Critical thinking, adoption of the English language as the medium for instruction and research, the synthesis of teaching and research in the classroom, and strategic partnerships with top international universities all constituted firsts in Kazakhstan that have served as crucial building blocks.

Western-style management and governance structures have started to shape the university’s culture including shared governance and student-centric approaches. Strategic mandates including education reform leadership, academic and research excellence, a modern academic medical system and an innovation hub served as external rails to keep NU focused on its goal to become a world-class university.

This hard work has borne fruit. NU has seen a remarkable development from being a toddler a decade ago to a strapping teenager today.

The initial investments in human capabilities (faculty, staff and students) and a modern physical infrastructure have been complemented by relentless investments in state-of-the-art research facilities and policies that attract world-class scientists, and importantly, entice young Kazakhstani scientists to return to their native land.
Today, NU has become a beacon for Kazakhstan’s youth and is integrated into the fabric of modern Astana. It is a national brand as the country’s premier research university that is now recognised beyond its borders.

University rankings and league tables have become ever more popular as a proxy for competitive standings of global universities. This autumn, Nazarbayev University made its debut in the Times Higher Education (THE) World University Rankings. In the 2024 edition, it was recognised as being in the top 30% of global research universities.

To put this ranking in perspective, only three other universities in Kazakhstan qualified, and they find themselves in the 60th or 80th percentile. When placed together with entries from Latin America, Turkic Association countries and post-1994 EU Accession countries, NU would be in the top five, while it would be in the top 10 of ASEAN universities, and in the top 15 of the Arabian Gulf universities.

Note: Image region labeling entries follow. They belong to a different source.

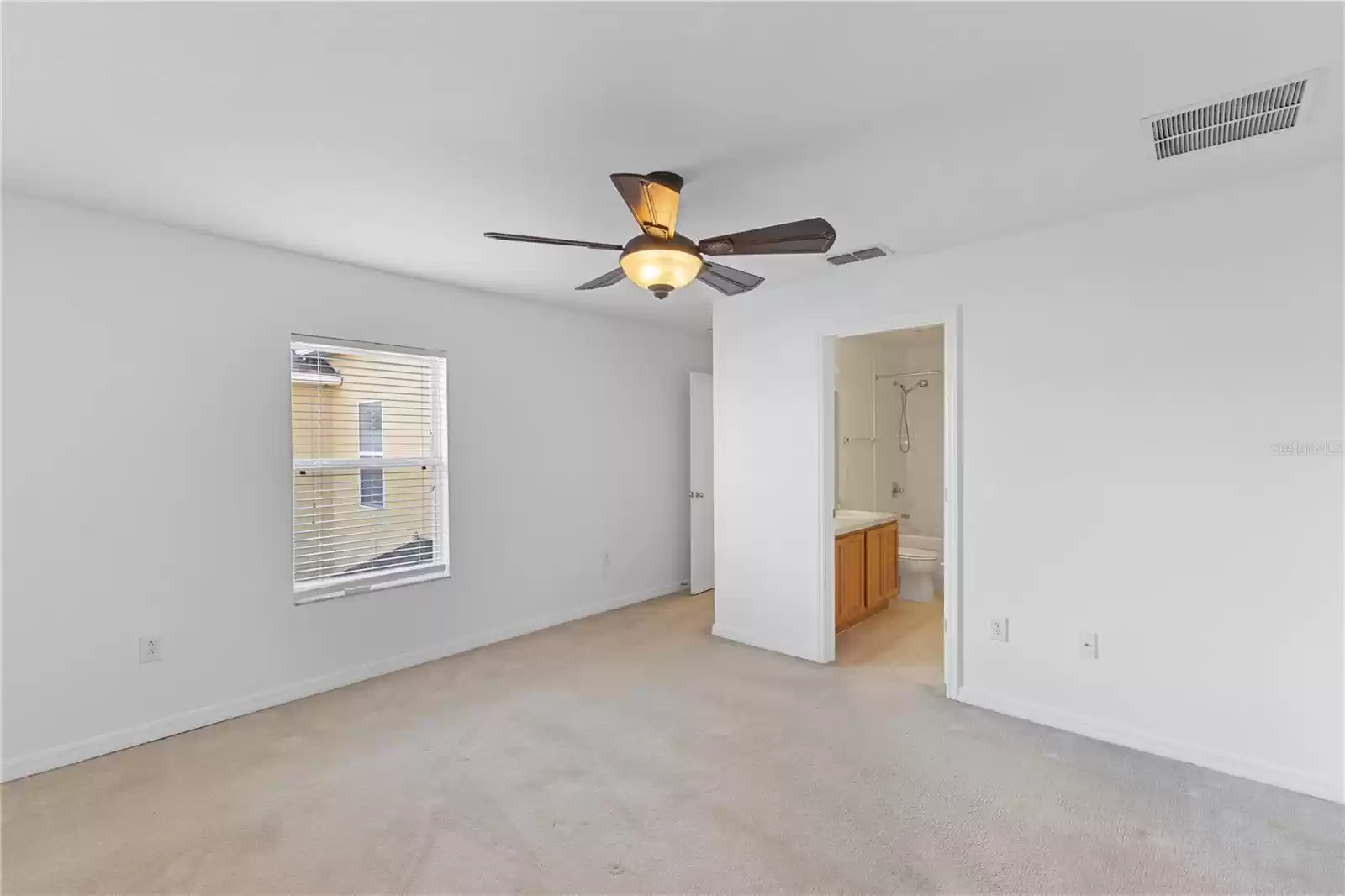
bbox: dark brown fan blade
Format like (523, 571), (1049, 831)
(612, 171), (682, 240)
(697, 218), (836, 256)
(574, 268), (625, 289)
(695, 261), (765, 296)
(482, 231), (624, 251)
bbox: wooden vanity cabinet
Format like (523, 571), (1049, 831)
(836, 531), (868, 631)
(836, 522), (899, 631)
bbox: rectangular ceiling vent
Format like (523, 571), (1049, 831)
(827, 245), (892, 266)
(1148, 76), (1311, 160)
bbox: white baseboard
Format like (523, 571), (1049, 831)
(710, 623), (820, 661)
(957, 685), (1345, 804)
(0, 585), (681, 780)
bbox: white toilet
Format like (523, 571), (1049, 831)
(897, 542), (940, 601)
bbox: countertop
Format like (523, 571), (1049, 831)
(831, 510), (901, 538)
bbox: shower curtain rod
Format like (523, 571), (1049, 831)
(873, 370), (943, 379)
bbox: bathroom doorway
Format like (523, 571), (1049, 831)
(823, 315), (960, 696)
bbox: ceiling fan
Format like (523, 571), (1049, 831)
(486, 171), (836, 298)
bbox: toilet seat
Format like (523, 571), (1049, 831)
(897, 546), (939, 560)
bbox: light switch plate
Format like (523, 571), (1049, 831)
(140, 635), (164, 663)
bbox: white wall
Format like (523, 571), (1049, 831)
(3, 195), (710, 777)
(715, 164), (1345, 799)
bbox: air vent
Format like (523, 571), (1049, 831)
(827, 246), (892, 265)
(1148, 76), (1310, 160)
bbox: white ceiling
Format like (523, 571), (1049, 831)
(3, 3), (1342, 327)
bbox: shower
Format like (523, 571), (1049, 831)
(892, 379), (930, 455)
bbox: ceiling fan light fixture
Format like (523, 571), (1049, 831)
(621, 235), (701, 298)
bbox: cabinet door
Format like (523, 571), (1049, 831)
(878, 524), (899, 600)
(863, 529), (888, 607)
(836, 531), (865, 631)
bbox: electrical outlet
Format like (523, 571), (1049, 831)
(140, 635), (164, 663)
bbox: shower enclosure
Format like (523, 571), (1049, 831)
(873, 372), (943, 530)
(836, 370), (943, 538)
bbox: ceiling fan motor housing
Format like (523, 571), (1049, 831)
(621, 233), (702, 298)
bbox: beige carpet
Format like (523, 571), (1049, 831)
(3, 596), (1345, 893)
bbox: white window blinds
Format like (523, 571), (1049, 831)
(289, 336), (448, 603)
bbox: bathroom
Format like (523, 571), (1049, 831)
(832, 324), (944, 676)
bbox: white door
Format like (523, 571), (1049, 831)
(688, 372), (715, 594)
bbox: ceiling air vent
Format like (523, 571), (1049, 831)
(827, 246), (892, 265)
(1147, 76), (1311, 160)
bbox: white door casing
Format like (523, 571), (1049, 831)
(688, 372), (715, 594)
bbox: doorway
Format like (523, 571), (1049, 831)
(686, 372), (715, 594)
(820, 312), (960, 697)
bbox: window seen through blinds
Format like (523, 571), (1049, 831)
(291, 330), (446, 596)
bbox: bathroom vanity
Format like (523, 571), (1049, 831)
(832, 510), (899, 631)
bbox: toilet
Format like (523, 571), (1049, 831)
(897, 544), (940, 603)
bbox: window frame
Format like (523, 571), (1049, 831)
(289, 332), (449, 605)
(355, 398), (388, 510)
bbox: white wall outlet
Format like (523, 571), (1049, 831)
(140, 635), (164, 663)
(990, 619), (1009, 640)
(1079, 631), (1098, 659)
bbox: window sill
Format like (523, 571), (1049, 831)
(294, 569), (449, 607)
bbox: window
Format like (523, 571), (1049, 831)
(289, 336), (448, 603)
(359, 466), (388, 510)
(359, 401), (385, 510)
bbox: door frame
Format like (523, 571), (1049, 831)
(818, 305), (963, 699)
(686, 370), (715, 594)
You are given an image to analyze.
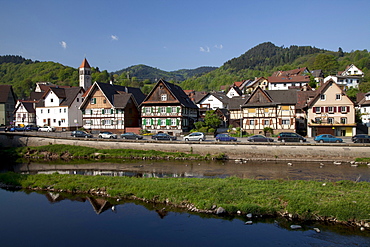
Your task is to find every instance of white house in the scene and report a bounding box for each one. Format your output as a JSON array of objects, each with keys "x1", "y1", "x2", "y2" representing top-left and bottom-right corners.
[
  {"x1": 357, "y1": 92, "x2": 370, "y2": 127},
  {"x1": 36, "y1": 87, "x2": 85, "y2": 130},
  {"x1": 324, "y1": 64, "x2": 364, "y2": 90}
]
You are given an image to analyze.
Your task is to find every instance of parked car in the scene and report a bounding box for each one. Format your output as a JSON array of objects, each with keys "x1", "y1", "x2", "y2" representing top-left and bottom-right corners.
[
  {"x1": 8, "y1": 126, "x2": 26, "y2": 132},
  {"x1": 152, "y1": 133, "x2": 177, "y2": 141},
  {"x1": 314, "y1": 134, "x2": 343, "y2": 143},
  {"x1": 26, "y1": 125, "x2": 39, "y2": 131},
  {"x1": 71, "y1": 130, "x2": 93, "y2": 138},
  {"x1": 121, "y1": 132, "x2": 143, "y2": 140},
  {"x1": 216, "y1": 134, "x2": 237, "y2": 142},
  {"x1": 184, "y1": 132, "x2": 206, "y2": 142},
  {"x1": 39, "y1": 126, "x2": 55, "y2": 132},
  {"x1": 98, "y1": 131, "x2": 117, "y2": 139},
  {"x1": 247, "y1": 135, "x2": 274, "y2": 142},
  {"x1": 278, "y1": 132, "x2": 306, "y2": 142},
  {"x1": 352, "y1": 134, "x2": 370, "y2": 143}
]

Not bad for a 13-year-old institution. The question now, however, is whether this teenager will be allowed to mature into an adult worthy of its lofty ambitions.

NU has undeniably proven the validity of investing in a modern research university and in broad-based human capital in Kazakhstan. Other universities are increasingly emulating its model and pushing for more academic freedom and autonomy. It remains to be seen, however, whether NU’s foundational values and principles such as integrity, meritocracy and critical thinking have been picked up as well.

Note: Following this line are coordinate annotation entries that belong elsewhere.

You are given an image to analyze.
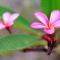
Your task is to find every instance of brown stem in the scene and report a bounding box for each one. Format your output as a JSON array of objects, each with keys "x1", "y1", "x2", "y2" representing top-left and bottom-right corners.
[{"x1": 6, "y1": 27, "x2": 12, "y2": 34}]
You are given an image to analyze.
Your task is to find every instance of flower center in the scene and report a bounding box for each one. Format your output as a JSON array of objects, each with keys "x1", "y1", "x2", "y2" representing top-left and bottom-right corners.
[{"x1": 46, "y1": 22, "x2": 54, "y2": 29}]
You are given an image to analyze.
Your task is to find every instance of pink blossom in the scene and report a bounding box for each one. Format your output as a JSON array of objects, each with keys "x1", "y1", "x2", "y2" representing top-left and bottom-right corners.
[
  {"x1": 31, "y1": 10, "x2": 60, "y2": 34},
  {"x1": 0, "y1": 12, "x2": 19, "y2": 29}
]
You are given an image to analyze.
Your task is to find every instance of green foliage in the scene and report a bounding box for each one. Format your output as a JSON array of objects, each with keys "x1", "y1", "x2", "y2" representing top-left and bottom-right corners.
[
  {"x1": 0, "y1": 34, "x2": 39, "y2": 53},
  {"x1": 0, "y1": 7, "x2": 44, "y2": 53},
  {"x1": 41, "y1": 0, "x2": 60, "y2": 17}
]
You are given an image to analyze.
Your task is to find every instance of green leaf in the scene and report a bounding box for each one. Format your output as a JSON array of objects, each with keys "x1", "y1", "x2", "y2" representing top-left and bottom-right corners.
[
  {"x1": 0, "y1": 34, "x2": 40, "y2": 53},
  {"x1": 41, "y1": 0, "x2": 60, "y2": 17}
]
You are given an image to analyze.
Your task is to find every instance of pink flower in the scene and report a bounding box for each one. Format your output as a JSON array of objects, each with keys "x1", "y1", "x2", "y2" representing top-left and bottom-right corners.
[
  {"x1": 0, "y1": 12, "x2": 19, "y2": 29},
  {"x1": 31, "y1": 10, "x2": 60, "y2": 34}
]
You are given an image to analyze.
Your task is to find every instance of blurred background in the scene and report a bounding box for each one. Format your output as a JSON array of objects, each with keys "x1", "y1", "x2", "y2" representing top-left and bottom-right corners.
[{"x1": 0, "y1": 0, "x2": 60, "y2": 60}]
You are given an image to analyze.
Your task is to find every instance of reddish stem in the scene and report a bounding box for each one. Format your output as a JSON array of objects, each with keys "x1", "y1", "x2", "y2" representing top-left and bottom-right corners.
[{"x1": 6, "y1": 27, "x2": 12, "y2": 34}]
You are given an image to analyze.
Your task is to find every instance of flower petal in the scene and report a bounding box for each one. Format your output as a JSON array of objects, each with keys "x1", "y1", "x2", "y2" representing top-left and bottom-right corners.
[
  {"x1": 54, "y1": 20, "x2": 60, "y2": 28},
  {"x1": 44, "y1": 28, "x2": 54, "y2": 34},
  {"x1": 10, "y1": 13, "x2": 19, "y2": 21},
  {"x1": 50, "y1": 10, "x2": 60, "y2": 23},
  {"x1": 0, "y1": 21, "x2": 5, "y2": 29},
  {"x1": 34, "y1": 12, "x2": 48, "y2": 25},
  {"x1": 3, "y1": 12, "x2": 11, "y2": 23},
  {"x1": 31, "y1": 22, "x2": 45, "y2": 29}
]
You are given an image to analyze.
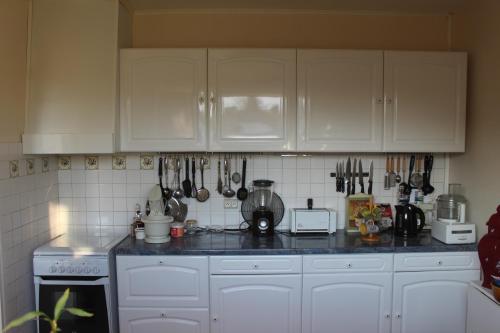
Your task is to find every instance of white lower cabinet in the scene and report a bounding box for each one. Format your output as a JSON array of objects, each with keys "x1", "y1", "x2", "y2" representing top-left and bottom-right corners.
[
  {"x1": 210, "y1": 274, "x2": 302, "y2": 333},
  {"x1": 120, "y1": 308, "x2": 209, "y2": 333},
  {"x1": 302, "y1": 273, "x2": 392, "y2": 333},
  {"x1": 117, "y1": 252, "x2": 478, "y2": 333},
  {"x1": 392, "y1": 270, "x2": 479, "y2": 333}
]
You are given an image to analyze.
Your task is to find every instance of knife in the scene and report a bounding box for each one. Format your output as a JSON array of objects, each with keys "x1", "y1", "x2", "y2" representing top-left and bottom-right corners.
[
  {"x1": 358, "y1": 160, "x2": 365, "y2": 193},
  {"x1": 345, "y1": 157, "x2": 351, "y2": 196},
  {"x1": 340, "y1": 161, "x2": 345, "y2": 193},
  {"x1": 335, "y1": 162, "x2": 340, "y2": 193},
  {"x1": 351, "y1": 159, "x2": 357, "y2": 195},
  {"x1": 368, "y1": 161, "x2": 373, "y2": 195}
]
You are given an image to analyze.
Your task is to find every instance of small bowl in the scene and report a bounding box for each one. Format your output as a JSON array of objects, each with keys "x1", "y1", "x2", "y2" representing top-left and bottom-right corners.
[{"x1": 491, "y1": 283, "x2": 500, "y2": 302}]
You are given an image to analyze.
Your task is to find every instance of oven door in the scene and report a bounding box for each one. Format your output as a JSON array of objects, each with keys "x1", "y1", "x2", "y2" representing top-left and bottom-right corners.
[{"x1": 35, "y1": 277, "x2": 112, "y2": 333}]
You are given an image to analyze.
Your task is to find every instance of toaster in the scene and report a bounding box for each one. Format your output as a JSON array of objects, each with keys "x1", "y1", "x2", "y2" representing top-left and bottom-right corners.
[{"x1": 290, "y1": 208, "x2": 337, "y2": 234}]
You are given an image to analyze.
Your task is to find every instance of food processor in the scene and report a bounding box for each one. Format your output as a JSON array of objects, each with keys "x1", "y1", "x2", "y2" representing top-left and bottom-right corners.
[{"x1": 250, "y1": 179, "x2": 274, "y2": 236}]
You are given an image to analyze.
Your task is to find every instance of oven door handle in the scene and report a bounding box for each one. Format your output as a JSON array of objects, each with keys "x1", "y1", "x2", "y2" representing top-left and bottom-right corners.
[{"x1": 35, "y1": 276, "x2": 109, "y2": 286}]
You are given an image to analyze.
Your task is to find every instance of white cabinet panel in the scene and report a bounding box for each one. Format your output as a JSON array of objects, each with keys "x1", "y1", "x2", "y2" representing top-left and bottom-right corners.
[
  {"x1": 394, "y1": 252, "x2": 480, "y2": 272},
  {"x1": 304, "y1": 254, "x2": 393, "y2": 273},
  {"x1": 210, "y1": 274, "x2": 301, "y2": 333},
  {"x1": 119, "y1": 308, "x2": 210, "y2": 333},
  {"x1": 23, "y1": 0, "x2": 130, "y2": 154},
  {"x1": 210, "y1": 255, "x2": 302, "y2": 274},
  {"x1": 384, "y1": 52, "x2": 467, "y2": 152},
  {"x1": 120, "y1": 49, "x2": 207, "y2": 151},
  {"x1": 297, "y1": 50, "x2": 384, "y2": 152},
  {"x1": 392, "y1": 270, "x2": 479, "y2": 333},
  {"x1": 467, "y1": 282, "x2": 500, "y2": 333},
  {"x1": 302, "y1": 273, "x2": 392, "y2": 333},
  {"x1": 116, "y1": 256, "x2": 208, "y2": 307},
  {"x1": 208, "y1": 49, "x2": 296, "y2": 151}
]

Regrettably, recent developments have cast ominous shadows over NU: the leadership team is being cast away with many uncertainties about its future composition, credibility and direction.

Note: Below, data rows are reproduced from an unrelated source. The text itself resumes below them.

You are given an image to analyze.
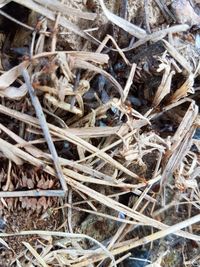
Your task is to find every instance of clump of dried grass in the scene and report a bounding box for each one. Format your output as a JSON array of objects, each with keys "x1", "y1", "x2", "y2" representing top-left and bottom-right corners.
[{"x1": 0, "y1": 0, "x2": 200, "y2": 267}]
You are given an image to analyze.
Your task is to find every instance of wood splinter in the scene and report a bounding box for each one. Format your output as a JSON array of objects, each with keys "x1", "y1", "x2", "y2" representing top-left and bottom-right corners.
[{"x1": 22, "y1": 68, "x2": 68, "y2": 193}]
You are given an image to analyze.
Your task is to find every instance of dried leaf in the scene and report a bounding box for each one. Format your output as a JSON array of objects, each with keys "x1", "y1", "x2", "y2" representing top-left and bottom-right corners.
[
  {"x1": 99, "y1": 0, "x2": 146, "y2": 39},
  {"x1": 170, "y1": 73, "x2": 194, "y2": 103},
  {"x1": 0, "y1": 61, "x2": 29, "y2": 90}
]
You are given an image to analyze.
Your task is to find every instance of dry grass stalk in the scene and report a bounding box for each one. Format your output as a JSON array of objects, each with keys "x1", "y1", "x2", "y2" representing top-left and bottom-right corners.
[{"x1": 22, "y1": 69, "x2": 67, "y2": 192}]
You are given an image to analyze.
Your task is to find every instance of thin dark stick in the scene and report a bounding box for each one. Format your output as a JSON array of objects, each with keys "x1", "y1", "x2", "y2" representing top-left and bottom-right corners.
[
  {"x1": 0, "y1": 190, "x2": 65, "y2": 198},
  {"x1": 0, "y1": 9, "x2": 35, "y2": 31},
  {"x1": 22, "y1": 68, "x2": 67, "y2": 195}
]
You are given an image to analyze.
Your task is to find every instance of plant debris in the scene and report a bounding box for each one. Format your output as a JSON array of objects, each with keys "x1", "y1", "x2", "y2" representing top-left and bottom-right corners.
[{"x1": 0, "y1": 0, "x2": 200, "y2": 267}]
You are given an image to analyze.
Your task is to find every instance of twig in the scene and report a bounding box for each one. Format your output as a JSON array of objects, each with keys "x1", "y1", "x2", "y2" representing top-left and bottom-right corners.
[
  {"x1": 0, "y1": 9, "x2": 35, "y2": 31},
  {"x1": 144, "y1": 0, "x2": 151, "y2": 33},
  {"x1": 22, "y1": 68, "x2": 67, "y2": 192},
  {"x1": 51, "y1": 0, "x2": 64, "y2": 52},
  {"x1": 0, "y1": 190, "x2": 65, "y2": 198}
]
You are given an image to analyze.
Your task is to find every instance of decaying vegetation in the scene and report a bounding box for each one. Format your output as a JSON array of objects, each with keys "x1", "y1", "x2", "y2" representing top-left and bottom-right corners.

Disturbing signs such as a reduction in the financial commitment and diminished institutional support of the government, coupled with mounting political pressures, strongly suggest that this Kazakhstani dream is confronting formidable headwinds.

The coming days will reveal whether NU can navigate these challenges while preserving the essence of its founding values.

Should those headwinds derail or entirely subsume this seminal higher education project, the repercussions will reverberate beyond the borders of Kazakhstan and Central Asia.

NU would join the list of innovative, reform-minded institutions in the post-Soviet space that started off brightly but could not be sustained, and ultimately failed. Observers including investors will conclude that real reforms in what used to be the Soviet Union will have a long time to wait, again.

Nazarbayev University’s fate is now on a knife’s edge. The future of the new generation of Kazakhstani citizens is in the balance. They would be the real victims of a self-inflicted tragedy. Will the authorities recognise this and respond?

The author, Shigeo Katsu, is the founding president of Nazarbayev University. He stepped down from the position in June 2022.